Blood sampling and assessment of plasma nuclear and mitochondrial DNA

Blood samples were collected on presentation to the ED (Day 1). Follow-up blood samples studies were obtained on Days 4 and 7 after admission to the wards or ICU. Under minimal tourniquet pressure, blood was taken from the antecubital vein using a sterile 19-gauge needle syringe in a single attempt while the patients was in a sitting position for at least 10 min. Peripheral venous blood (3 ml) was collected into EDTA-containing tubes. Two milliliters of whole blood was drawn from a peripheral vein using a 0.9-mm needle, with the cuff pressure limited to 40 mm Hg. The other samples were kept in heparinized tubes (50 IU heparin/ml; Sarstedt, Numbrecht, Germany). Heparin was chosen as the anti-coagulant because of its superior results compared to ethylene-diaminetetra-acetic acid, citrate, and a special cocktail (132 mM ethylenediaminetetra-acetic acid, 0.7% hydroxychloroquine sulfate, and 20 U heparin/ml) in experimental conditions. Procedural details were as described previously [17, 18].

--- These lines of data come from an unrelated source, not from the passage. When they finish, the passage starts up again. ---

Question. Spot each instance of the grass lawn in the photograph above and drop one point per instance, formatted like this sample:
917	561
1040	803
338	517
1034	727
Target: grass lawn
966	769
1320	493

To ensure cell-free plasma collection, EDTA-blood were initially centrifuged for 10 min at 3000 rpm, followed by separation into a 1.5 ml clear polypropylene tube with care not to disturb the buffy coat layer. The newly separated aliquot was centrifuged for another 10 min at 10,000 rpm. The upper portion of plasma was then removed by a Pasteur pipette and placed into a further clear tube and frozen at −20°C prior to extraction. DNA was extracted from 200-μl plasma samples using a QIAamp Blood Kit (Qiagen, Frederick, MD) via the “blood and body fluid protocol” based on the manufacturer’s instructions. The exact amount used was documented for calculation of DNA concentration.

Plasma DNA was measured with the β-globin and MT-ND2 genes by real-time quantitative polymerase chain reaction (RT-PCR) assay (Roche Lightcycler; Roche, Lewes, UK) based on continuous measurements of SYBR Green fluorescent dye that could bind to double-stranded DNA generated during PCR [17, 18]. The β-globin gene was present in all nucleated cells of the body, while the MT-ND2 gene was specific to mitochondrial DNA. The β-globin PCR system consisted of amplification primers β- globin-354F (5′-GTG CAC CTG ACT CCT GAG GAG A-3′) and β-globin- 455R (5′-CCT TGA TAC CAA CCT GCC CAG-3′). The 101-base-pair amplicon was detected using primer sequences and verified in the Genbank database (accession number U01317) [6]. The MT-ND2 PCR system consisted of the amplification primers MT-ND2-156F (5′-CAC AGA AGC TGC CAT CAA GTA-3′) and MT-ND2-245R (5′-CCG GAG AGT ATA TTG TTG AAG AG-3′). The 90-base-pair amplicon was detected using primer sequences and verified in the Genbank database (accession number NC012920).

The generation of a plasma DNA standard curve was accomplished using human genomic DNA. The expression of quantitative results as kilogenome-equivalents/l was as described previously [17, 18]. One genome-equivalent was defined as the amount of a particular target sequence contained in a single diploid human cell.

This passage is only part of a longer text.